Credit Unions Prepare for the Day AI Agents Start Spending
Watch more: What’s Next in Payments With Velera’s Elizabeth Wadsworth
Artificial intelligence is changing the nature of financial fraud by giving criminals the ability to imitate voices, construct synthetic identities and reproduce the digital behavior of legitimate account holders.
For financial institutions, and especially for credit unions, that development is forcing a reassessment of how identity is verified and how fraud detection systems operate.
In a What’s Next in Payments interview, Elizabeth Wadsworth, vice president of Decision Intelligence and Transformation at Velera, said the industry is moving into an environment where identity verification cannot rely on traditional signals alone.
Credit Unions See Fraud Attempts Across the Entire Member Lifecycle
Fraud is no longer confined to a single stage of the member journey. Credit unions are seeing attempts during account creation, login authentication and transaction activity, Wadsworth said.
“We’re in a space where it’s hitting all sides,” she said, adding that financial institutions must strengthen defenses across every point of interaction.
Synthetic identity fraud remains one of the most persistent threats. While the tactic has existed for years, generative AI tools are making it easier for criminals to assemble convincing identities by combining fragments of legitimate data with fabricated details.
Wadsworth said AI is accelerating that process.
“When we talk about LLMs assisting with this, that’s really what we’re starting to see more of,” she said, adding that synthetic identities are becoming easier for attackers to generate.
At the same time, fraud detection faces automated systems that imitate legitimate consumer behavior. Criminal groups can deploy AI to simulate patterns that look normal to fraud monitoring systems.
Fraud teams must increasingly determine not only whether a transaction appears unusual, but whether the activity itself is being carried out by a machine designed to behave like a person.
Voice Cloning Adds a New Layer of Risk
Voice authentication systems, widely used in contact centers, have become another area of concern as AI voice synthesis becomes more sophisticated.
Many financial institutions rely on voice recognition technology to confirm a caller’s identity during customer service interactions. Generative AI tools now allow criminals to reproduce voices with surprising accuracy.
“With synthetic voices now, bad actors can scrape voices off the internet via social media channels, take a snippet of that voice and then create an entire script based on that person’s voice,” Wadsworth said.
Fraud Decisioning and Risk-Based Authentication
To respond to these developments, credit unions are strengthening fraud decisioning systems that evaluate the context of a transaction before allowing it to proceed.
Risk-based authentication is becoming a key tool. Instead of requiring the same authentication steps for every interaction, institutions increase verification only when risk indicators appear.
For example, unusual login attempts, unrecognized devices or abnormal transaction patterns may trigger additional verification steps, such as one-time passcodes or device confirmation.
“We don’t want to start there,” Wadsworth said, referring to heavy authentication requirements for every interaction.
Instead, security measures should escalate only when risk signals warrant additional scrutiny, she said. That approach allows credit unions to maintain a smooth member experience while still responding quickly to suspicious activity.
Passkeys and Device Authentication Strengthen Identity Protection
Another area receiving increased attention is device-bound authentication and passkeys.
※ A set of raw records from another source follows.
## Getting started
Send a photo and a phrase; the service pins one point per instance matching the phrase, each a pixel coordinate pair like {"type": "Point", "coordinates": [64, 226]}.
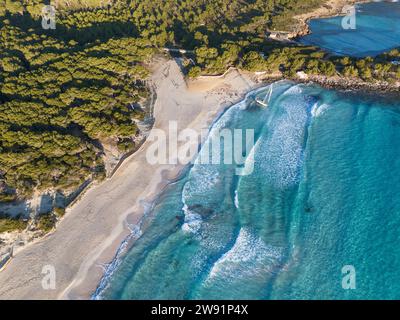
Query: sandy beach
{"type": "Point", "coordinates": [88, 237]}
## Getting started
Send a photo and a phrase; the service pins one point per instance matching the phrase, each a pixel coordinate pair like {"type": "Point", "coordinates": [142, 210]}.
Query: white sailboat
{"type": "Point", "coordinates": [264, 103]}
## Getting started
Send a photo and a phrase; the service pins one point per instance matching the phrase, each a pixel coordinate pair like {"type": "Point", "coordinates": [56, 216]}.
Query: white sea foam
{"type": "Point", "coordinates": [279, 153]}
{"type": "Point", "coordinates": [192, 222]}
{"type": "Point", "coordinates": [236, 201]}
{"type": "Point", "coordinates": [249, 256]}
{"type": "Point", "coordinates": [318, 110]}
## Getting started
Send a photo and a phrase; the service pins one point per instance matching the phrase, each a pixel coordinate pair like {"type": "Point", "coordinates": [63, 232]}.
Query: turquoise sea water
{"type": "Point", "coordinates": [324, 194]}
{"type": "Point", "coordinates": [377, 30]}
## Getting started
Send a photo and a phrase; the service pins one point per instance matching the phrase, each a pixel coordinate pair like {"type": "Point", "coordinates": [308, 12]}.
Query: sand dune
{"type": "Point", "coordinates": [89, 235]}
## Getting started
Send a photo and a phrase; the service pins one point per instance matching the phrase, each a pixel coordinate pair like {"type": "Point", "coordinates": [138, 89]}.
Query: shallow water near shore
{"type": "Point", "coordinates": [323, 194]}
{"type": "Point", "coordinates": [377, 30]}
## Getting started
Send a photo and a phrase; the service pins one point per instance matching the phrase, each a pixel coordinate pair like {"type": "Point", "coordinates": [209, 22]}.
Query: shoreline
{"type": "Point", "coordinates": [102, 217]}
{"type": "Point", "coordinates": [335, 9]}
{"type": "Point", "coordinates": [86, 273]}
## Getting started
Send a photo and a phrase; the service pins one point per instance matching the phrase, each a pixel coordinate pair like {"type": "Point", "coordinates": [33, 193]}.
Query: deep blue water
{"type": "Point", "coordinates": [377, 30]}
{"type": "Point", "coordinates": [324, 194]}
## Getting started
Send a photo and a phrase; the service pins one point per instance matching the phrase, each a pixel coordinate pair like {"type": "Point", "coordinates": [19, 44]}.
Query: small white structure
{"type": "Point", "coordinates": [302, 75]}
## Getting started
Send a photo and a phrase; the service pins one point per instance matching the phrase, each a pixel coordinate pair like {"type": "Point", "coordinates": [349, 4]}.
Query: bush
{"type": "Point", "coordinates": [12, 224]}
{"type": "Point", "coordinates": [46, 222]}
{"type": "Point", "coordinates": [59, 212]}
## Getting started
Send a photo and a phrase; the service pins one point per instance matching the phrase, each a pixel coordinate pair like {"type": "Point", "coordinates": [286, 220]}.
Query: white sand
{"type": "Point", "coordinates": [89, 235]}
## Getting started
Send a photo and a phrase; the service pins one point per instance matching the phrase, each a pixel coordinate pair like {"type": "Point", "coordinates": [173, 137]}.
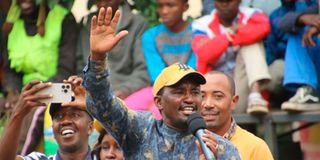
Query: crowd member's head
{"type": "Point", "coordinates": [106, 147]}
{"type": "Point", "coordinates": [219, 100]}
{"type": "Point", "coordinates": [72, 127]}
{"type": "Point", "coordinates": [29, 11]}
{"type": "Point", "coordinates": [227, 10]}
{"type": "Point", "coordinates": [114, 4]}
{"type": "Point", "coordinates": [177, 94]}
{"type": "Point", "coordinates": [171, 11]}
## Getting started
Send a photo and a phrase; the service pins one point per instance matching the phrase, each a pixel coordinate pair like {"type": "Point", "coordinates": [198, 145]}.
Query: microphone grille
{"type": "Point", "coordinates": [195, 122]}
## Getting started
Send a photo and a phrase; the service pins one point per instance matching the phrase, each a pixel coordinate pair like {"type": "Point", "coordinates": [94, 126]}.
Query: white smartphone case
{"type": "Point", "coordinates": [61, 92]}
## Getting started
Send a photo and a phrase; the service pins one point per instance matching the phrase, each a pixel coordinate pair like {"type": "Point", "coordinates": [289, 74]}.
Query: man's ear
{"type": "Point", "coordinates": [234, 101]}
{"type": "Point", "coordinates": [186, 7]}
{"type": "Point", "coordinates": [157, 101]}
{"type": "Point", "coordinates": [90, 128]}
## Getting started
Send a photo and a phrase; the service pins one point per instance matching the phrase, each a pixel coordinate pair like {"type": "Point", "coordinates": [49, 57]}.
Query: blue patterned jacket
{"type": "Point", "coordinates": [138, 133]}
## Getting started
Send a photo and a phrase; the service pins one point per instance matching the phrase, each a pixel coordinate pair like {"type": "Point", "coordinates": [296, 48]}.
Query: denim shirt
{"type": "Point", "coordinates": [138, 133]}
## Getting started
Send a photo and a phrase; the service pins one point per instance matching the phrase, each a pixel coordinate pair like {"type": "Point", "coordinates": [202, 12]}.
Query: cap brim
{"type": "Point", "coordinates": [194, 76]}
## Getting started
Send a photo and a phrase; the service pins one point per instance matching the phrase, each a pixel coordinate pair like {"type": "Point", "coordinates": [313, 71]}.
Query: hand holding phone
{"type": "Point", "coordinates": [61, 92]}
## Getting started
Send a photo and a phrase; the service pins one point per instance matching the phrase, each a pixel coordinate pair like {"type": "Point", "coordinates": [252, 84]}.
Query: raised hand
{"type": "Point", "coordinates": [103, 36]}
{"type": "Point", "coordinates": [310, 20]}
{"type": "Point", "coordinates": [210, 141]}
{"type": "Point", "coordinates": [79, 93]}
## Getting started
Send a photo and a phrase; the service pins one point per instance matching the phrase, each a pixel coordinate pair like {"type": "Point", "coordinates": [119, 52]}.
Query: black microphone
{"type": "Point", "coordinates": [196, 126]}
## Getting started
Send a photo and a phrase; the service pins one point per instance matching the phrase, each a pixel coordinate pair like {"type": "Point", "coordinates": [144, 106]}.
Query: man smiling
{"type": "Point", "coordinates": [71, 125]}
{"type": "Point", "coordinates": [219, 100]}
{"type": "Point", "coordinates": [177, 95]}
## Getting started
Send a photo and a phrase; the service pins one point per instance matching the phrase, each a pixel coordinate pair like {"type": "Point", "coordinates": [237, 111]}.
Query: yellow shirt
{"type": "Point", "coordinates": [250, 146]}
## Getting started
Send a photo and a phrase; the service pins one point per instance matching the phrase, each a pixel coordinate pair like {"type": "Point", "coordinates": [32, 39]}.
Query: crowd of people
{"type": "Point", "coordinates": [137, 84]}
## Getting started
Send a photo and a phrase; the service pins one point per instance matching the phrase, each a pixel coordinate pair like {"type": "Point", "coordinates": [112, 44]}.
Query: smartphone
{"type": "Point", "coordinates": [61, 92]}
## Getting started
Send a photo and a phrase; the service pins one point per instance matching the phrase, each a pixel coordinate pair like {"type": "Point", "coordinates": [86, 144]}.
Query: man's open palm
{"type": "Point", "coordinates": [103, 35]}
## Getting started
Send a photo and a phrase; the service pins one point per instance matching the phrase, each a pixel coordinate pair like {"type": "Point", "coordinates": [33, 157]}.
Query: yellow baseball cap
{"type": "Point", "coordinates": [173, 74]}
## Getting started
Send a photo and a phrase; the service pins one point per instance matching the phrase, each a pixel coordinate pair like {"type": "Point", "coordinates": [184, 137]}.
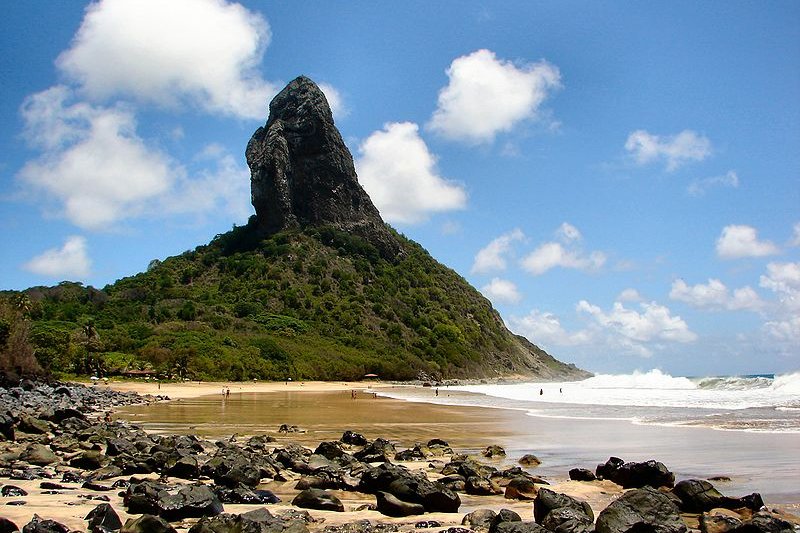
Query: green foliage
{"type": "Point", "coordinates": [313, 304]}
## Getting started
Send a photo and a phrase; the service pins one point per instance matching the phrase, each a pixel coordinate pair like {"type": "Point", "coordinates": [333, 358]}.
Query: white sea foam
{"type": "Point", "coordinates": [746, 403]}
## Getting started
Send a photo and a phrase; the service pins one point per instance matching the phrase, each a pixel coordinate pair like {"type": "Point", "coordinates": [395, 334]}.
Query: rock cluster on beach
{"type": "Point", "coordinates": [162, 483]}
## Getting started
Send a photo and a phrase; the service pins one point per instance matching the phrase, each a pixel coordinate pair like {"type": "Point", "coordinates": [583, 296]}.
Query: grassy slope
{"type": "Point", "coordinates": [318, 304]}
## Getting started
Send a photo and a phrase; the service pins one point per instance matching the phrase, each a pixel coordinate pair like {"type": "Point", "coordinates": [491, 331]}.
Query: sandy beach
{"type": "Point", "coordinates": [322, 411]}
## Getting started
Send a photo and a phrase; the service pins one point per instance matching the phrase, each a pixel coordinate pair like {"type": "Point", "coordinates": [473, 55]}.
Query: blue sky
{"type": "Point", "coordinates": [621, 179]}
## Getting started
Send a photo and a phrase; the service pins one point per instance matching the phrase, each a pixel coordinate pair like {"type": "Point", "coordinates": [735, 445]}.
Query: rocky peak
{"type": "Point", "coordinates": [302, 174]}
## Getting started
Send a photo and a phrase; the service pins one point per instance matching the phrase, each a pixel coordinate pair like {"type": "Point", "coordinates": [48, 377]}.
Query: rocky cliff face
{"type": "Point", "coordinates": [302, 174]}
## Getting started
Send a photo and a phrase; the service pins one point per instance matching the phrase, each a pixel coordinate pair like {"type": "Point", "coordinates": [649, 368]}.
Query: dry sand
{"type": "Point", "coordinates": [324, 410]}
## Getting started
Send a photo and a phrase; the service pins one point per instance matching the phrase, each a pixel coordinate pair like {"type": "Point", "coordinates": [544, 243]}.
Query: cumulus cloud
{"type": "Point", "coordinates": [399, 173]}
{"type": "Point", "coordinates": [486, 95]}
{"type": "Point", "coordinates": [568, 233]}
{"type": "Point", "coordinates": [203, 53]}
{"type": "Point", "coordinates": [550, 255]}
{"type": "Point", "coordinates": [716, 296]}
{"type": "Point", "coordinates": [629, 295]}
{"type": "Point", "coordinates": [493, 256]}
{"type": "Point", "coordinates": [742, 241]}
{"type": "Point", "coordinates": [69, 261]}
{"type": "Point", "coordinates": [501, 290]}
{"type": "Point", "coordinates": [546, 329]}
{"type": "Point", "coordinates": [100, 171]}
{"type": "Point", "coordinates": [93, 161]}
{"type": "Point", "coordinates": [654, 323]}
{"type": "Point", "coordinates": [699, 187]}
{"type": "Point", "coordinates": [784, 280]}
{"type": "Point", "coordinates": [796, 235]}
{"type": "Point", "coordinates": [674, 150]}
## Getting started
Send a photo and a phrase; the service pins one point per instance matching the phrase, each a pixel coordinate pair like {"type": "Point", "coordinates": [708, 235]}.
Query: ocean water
{"type": "Point", "coordinates": [746, 428]}
{"type": "Point", "coordinates": [756, 403]}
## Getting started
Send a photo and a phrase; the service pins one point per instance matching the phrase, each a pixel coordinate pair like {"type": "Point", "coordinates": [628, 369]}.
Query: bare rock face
{"type": "Point", "coordinates": [302, 174]}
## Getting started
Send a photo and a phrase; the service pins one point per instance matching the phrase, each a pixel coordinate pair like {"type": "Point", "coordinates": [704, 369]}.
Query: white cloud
{"type": "Point", "coordinates": [486, 95]}
{"type": "Point", "coordinates": [492, 256]}
{"type": "Point", "coordinates": [93, 161]}
{"type": "Point", "coordinates": [501, 290]}
{"type": "Point", "coordinates": [796, 235]}
{"type": "Point", "coordinates": [545, 329]}
{"type": "Point", "coordinates": [100, 172]}
{"type": "Point", "coordinates": [675, 150]}
{"type": "Point", "coordinates": [742, 241]}
{"type": "Point", "coordinates": [654, 323]}
{"type": "Point", "coordinates": [550, 255]}
{"type": "Point", "coordinates": [399, 173]}
{"type": "Point", "coordinates": [199, 52]}
{"type": "Point", "coordinates": [629, 295]}
{"type": "Point", "coordinates": [69, 261]}
{"type": "Point", "coordinates": [699, 187]}
{"type": "Point", "coordinates": [784, 280]}
{"type": "Point", "coordinates": [335, 100]}
{"type": "Point", "coordinates": [568, 233]}
{"type": "Point", "coordinates": [715, 295]}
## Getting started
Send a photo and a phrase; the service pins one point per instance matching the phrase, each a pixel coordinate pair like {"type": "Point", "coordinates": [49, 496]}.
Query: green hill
{"type": "Point", "coordinates": [311, 304]}
{"type": "Point", "coordinates": [315, 286]}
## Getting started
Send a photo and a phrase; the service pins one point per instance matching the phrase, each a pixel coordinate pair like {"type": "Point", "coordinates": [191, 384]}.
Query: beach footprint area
{"type": "Point", "coordinates": [311, 457]}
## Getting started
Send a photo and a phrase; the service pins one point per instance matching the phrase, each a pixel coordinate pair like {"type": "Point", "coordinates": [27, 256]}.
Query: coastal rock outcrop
{"type": "Point", "coordinates": [302, 173]}
{"type": "Point", "coordinates": [643, 509]}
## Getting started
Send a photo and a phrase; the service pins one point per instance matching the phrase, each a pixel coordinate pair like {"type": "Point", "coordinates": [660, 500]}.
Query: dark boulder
{"type": "Point", "coordinates": [12, 491]}
{"type": "Point", "coordinates": [521, 488]}
{"type": "Point", "coordinates": [185, 467]}
{"type": "Point", "coordinates": [718, 523]}
{"type": "Point", "coordinates": [37, 525]}
{"type": "Point", "coordinates": [479, 520]}
{"type": "Point", "coordinates": [409, 486]}
{"type": "Point", "coordinates": [245, 495]}
{"type": "Point", "coordinates": [568, 520]}
{"type": "Point", "coordinates": [494, 451]}
{"type": "Point", "coordinates": [481, 486]}
{"type": "Point", "coordinates": [6, 427]}
{"type": "Point", "coordinates": [503, 516]}
{"type": "Point", "coordinates": [353, 438]}
{"type": "Point", "coordinates": [103, 516]}
{"type": "Point", "coordinates": [318, 499]}
{"type": "Point", "coordinates": [581, 474]}
{"type": "Point", "coordinates": [520, 527]}
{"type": "Point", "coordinates": [378, 451]}
{"type": "Point", "coordinates": [642, 510]}
{"type": "Point", "coordinates": [548, 500]}
{"type": "Point", "coordinates": [192, 501]}
{"type": "Point", "coordinates": [147, 524]}
{"type": "Point", "coordinates": [392, 506]}
{"type": "Point", "coordinates": [302, 173]}
{"type": "Point", "coordinates": [7, 526]}
{"type": "Point", "coordinates": [38, 454]}
{"type": "Point", "coordinates": [529, 460]}
{"type": "Point", "coordinates": [141, 497]}
{"type": "Point", "coordinates": [636, 475]}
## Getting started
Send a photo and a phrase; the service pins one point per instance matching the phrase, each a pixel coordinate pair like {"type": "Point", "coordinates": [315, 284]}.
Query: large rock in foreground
{"type": "Point", "coordinates": [302, 173]}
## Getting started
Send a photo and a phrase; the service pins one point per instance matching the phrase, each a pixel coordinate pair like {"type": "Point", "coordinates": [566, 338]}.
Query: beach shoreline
{"type": "Point", "coordinates": [323, 410]}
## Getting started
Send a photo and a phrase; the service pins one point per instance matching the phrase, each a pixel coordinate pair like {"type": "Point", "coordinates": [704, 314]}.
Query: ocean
{"type": "Point", "coordinates": [755, 403]}
{"type": "Point", "coordinates": [746, 428]}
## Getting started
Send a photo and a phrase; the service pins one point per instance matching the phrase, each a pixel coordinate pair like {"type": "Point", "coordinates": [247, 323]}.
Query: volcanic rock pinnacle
{"type": "Point", "coordinates": [302, 174]}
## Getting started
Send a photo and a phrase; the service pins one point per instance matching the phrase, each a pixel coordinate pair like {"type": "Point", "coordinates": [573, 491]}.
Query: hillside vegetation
{"type": "Point", "coordinates": [303, 304]}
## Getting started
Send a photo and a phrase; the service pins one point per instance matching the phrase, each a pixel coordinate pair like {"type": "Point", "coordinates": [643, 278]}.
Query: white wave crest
{"type": "Point", "coordinates": [654, 379]}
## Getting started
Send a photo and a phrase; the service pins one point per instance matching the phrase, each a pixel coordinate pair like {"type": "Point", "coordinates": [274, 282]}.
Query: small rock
{"type": "Point", "coordinates": [529, 460]}
{"type": "Point", "coordinates": [318, 499]}
{"type": "Point", "coordinates": [391, 506]}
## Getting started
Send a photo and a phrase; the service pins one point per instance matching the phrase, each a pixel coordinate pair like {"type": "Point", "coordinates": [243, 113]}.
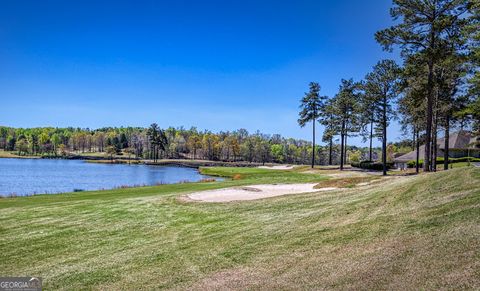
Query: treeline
{"type": "Point", "coordinates": [436, 88]}
{"type": "Point", "coordinates": [171, 143]}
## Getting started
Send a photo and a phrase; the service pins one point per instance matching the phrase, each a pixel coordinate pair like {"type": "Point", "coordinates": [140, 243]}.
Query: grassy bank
{"type": "Point", "coordinates": [420, 232]}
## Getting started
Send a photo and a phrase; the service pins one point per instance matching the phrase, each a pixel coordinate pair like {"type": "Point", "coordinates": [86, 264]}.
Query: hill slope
{"type": "Point", "coordinates": [418, 232]}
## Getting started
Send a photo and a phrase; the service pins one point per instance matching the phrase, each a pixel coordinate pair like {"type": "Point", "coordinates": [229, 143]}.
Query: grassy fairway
{"type": "Point", "coordinates": [402, 232]}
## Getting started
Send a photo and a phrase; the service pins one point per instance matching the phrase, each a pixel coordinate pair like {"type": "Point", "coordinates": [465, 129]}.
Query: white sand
{"type": "Point", "coordinates": [254, 192]}
{"type": "Point", "coordinates": [281, 167]}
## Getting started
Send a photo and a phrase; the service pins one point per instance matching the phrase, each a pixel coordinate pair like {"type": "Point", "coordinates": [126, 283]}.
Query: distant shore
{"type": "Point", "coordinates": [126, 160]}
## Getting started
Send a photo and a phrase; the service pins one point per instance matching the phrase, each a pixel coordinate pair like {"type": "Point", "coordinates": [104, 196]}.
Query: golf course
{"type": "Point", "coordinates": [366, 232]}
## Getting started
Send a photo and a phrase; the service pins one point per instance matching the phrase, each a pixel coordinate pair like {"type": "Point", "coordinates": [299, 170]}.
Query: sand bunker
{"type": "Point", "coordinates": [254, 192]}
{"type": "Point", "coordinates": [282, 167]}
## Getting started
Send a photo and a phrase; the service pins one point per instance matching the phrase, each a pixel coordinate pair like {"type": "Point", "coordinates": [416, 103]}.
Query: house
{"type": "Point", "coordinates": [461, 144]}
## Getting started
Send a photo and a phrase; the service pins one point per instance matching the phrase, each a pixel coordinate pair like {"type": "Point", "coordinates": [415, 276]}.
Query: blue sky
{"type": "Point", "coordinates": [218, 65]}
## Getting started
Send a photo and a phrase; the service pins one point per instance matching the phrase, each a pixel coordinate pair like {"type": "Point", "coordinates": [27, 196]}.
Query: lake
{"type": "Point", "coordinates": [48, 176]}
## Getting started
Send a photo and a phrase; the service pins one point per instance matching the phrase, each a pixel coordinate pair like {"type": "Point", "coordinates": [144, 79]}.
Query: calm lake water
{"type": "Point", "coordinates": [39, 176]}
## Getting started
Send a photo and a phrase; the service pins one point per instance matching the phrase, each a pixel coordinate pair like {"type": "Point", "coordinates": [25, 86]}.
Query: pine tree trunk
{"type": "Point", "coordinates": [384, 138]}
{"type": "Point", "coordinates": [417, 167]}
{"type": "Point", "coordinates": [346, 136]}
{"type": "Point", "coordinates": [313, 149]}
{"type": "Point", "coordinates": [434, 145]}
{"type": "Point", "coordinates": [447, 141]}
{"type": "Point", "coordinates": [428, 137]}
{"type": "Point", "coordinates": [371, 138]}
{"type": "Point", "coordinates": [330, 152]}
{"type": "Point", "coordinates": [342, 134]}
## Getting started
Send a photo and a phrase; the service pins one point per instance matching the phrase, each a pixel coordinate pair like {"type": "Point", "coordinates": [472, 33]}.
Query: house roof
{"type": "Point", "coordinates": [460, 140]}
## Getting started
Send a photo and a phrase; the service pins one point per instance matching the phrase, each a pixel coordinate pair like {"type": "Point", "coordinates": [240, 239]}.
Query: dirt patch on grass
{"type": "Point", "coordinates": [281, 167]}
{"type": "Point", "coordinates": [347, 182]}
{"type": "Point", "coordinates": [254, 192]}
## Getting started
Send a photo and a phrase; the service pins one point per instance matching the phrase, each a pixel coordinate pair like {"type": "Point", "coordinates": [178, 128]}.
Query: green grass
{"type": "Point", "coordinates": [420, 232]}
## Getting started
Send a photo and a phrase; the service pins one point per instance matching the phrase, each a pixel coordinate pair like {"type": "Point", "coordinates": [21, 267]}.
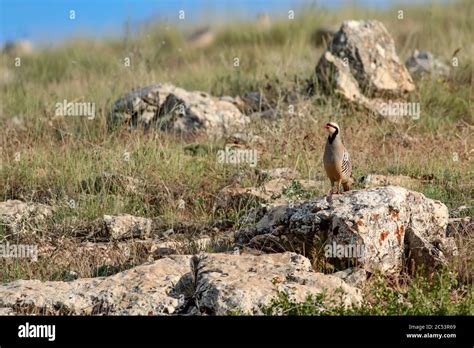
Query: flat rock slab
{"type": "Point", "coordinates": [180, 284]}
{"type": "Point", "coordinates": [384, 228]}
{"type": "Point", "coordinates": [170, 108]}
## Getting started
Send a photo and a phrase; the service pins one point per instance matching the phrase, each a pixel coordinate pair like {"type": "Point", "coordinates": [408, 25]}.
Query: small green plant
{"type": "Point", "coordinates": [441, 295]}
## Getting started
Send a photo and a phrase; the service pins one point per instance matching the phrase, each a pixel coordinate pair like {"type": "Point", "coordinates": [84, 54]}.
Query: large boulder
{"type": "Point", "coordinates": [361, 64]}
{"type": "Point", "coordinates": [171, 108]}
{"type": "Point", "coordinates": [206, 284]}
{"type": "Point", "coordinates": [383, 228]}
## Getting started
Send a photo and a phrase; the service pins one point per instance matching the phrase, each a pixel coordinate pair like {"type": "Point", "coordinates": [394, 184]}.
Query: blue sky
{"type": "Point", "coordinates": [47, 21]}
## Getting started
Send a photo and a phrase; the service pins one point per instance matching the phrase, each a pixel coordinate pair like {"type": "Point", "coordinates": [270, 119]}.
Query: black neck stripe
{"type": "Point", "coordinates": [333, 136]}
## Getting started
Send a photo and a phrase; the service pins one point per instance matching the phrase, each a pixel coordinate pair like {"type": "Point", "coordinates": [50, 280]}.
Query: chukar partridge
{"type": "Point", "coordinates": [336, 160]}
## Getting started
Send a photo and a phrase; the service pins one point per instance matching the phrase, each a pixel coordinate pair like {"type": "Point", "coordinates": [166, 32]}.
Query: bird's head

These technologies link identity verification to a trusted device, such as a smartphone, which provides an additional layer of confirmation when a user attempts to access an account.
Device authentication verifies that the user possesses the device typically associated with their account, Wadsworth said.
“That is device-bound authentication,” she said. “That’s really the security that we’re looking for.”
Passkeys add a safeguard by using cryptographic credentials stored on the device itself rather than transmitting passwords across networks.
Credit unions are also exploring tokenization to protect sensitive identity information. Tokenization replaces sensitive data with randomized tokens so that the underlying information never travels across the internet.
“If it’s not out there in the first place and it’s tokenized, that reduces the option of that being something that’s happening,” Wadsworth said, referring to the risk of identity data being stolen and reused in fraud schemes.
Preparing for the Rise of Agentic AI
The next identity challenge may involve AI agents that conduct transactions on behalf of consumers, Wadsworth said. As these systems begin to participate in digital commerce, financial institutions must determine how to verify that an agent is authorized to act for a specific individual.
The industry has not yet fully defined how that process should work.
“I think agent identity is something that is an industry-wide issue,” she said.
Establishing clear methods for verifying agent authorization will be critical as automated commerce expands.
“AI agent authorization is something that is really important,” Wadsworth said. “If we know that it’s an agent that is authorized, that makes our lives a lot easier.”